Why does cout return smanip?

Question

Could anyone explain me the declaration of the setw manipulator? I was completely blown off trying to understand it.! The declaration of the setw in iomanip is as follows

 smanip setw(int)

now what is smanip? what happens when we give std::cout << setw(10) << "Hai" [ i want to know how the output is actually affected by setw, in other words the actions happening under the hood)

Answer 1

smanip is an implementation-defined type. The library can define or typedef it to anything it likes, as long as the job gets done.

In practice, it will be some kind of structure representing (a) the manipulation to be performed, and (b) the argument 10 to be used in this manipulation. It might also have a function to perform the manipulation, or it might not, depending how the implementation has defined operator<<(ostream &, smanip), or some similar overload to catch the necessary operand types. I haven't checked my implementation to find out.

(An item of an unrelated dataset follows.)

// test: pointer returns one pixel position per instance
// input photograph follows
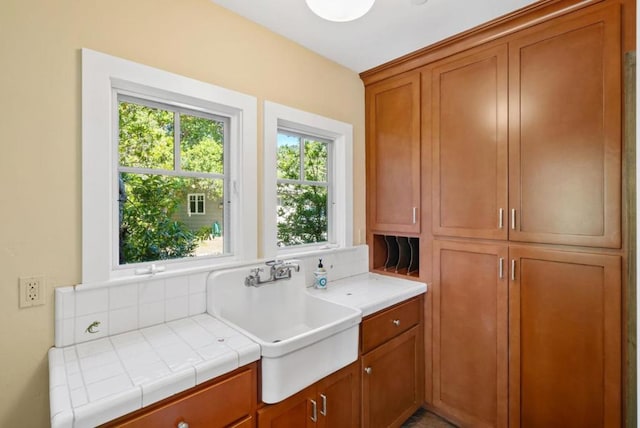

As for how the output is affected: my_stream << setw(10) is defined to have the same effect on the stream as calling my_stream.width(10). So the operator<< overload will ensure that happens in some implementation-specific way. The operator overload for non-parameterized stream manipulators is defined specifically to call the manipulator, but with smanip there's a little more freedom for implementations.

Answer 2

setw(int) by itself doesn't modify anything. It simply returns a stream manipulator (smanip) that can be used to modify the stream's behaviour.

// setw example
#include <iostream>
#include <iomanip>
using namespace std;

int main () {
  cout << setw (10);
  cout << 77 << endl;
  return 0;
}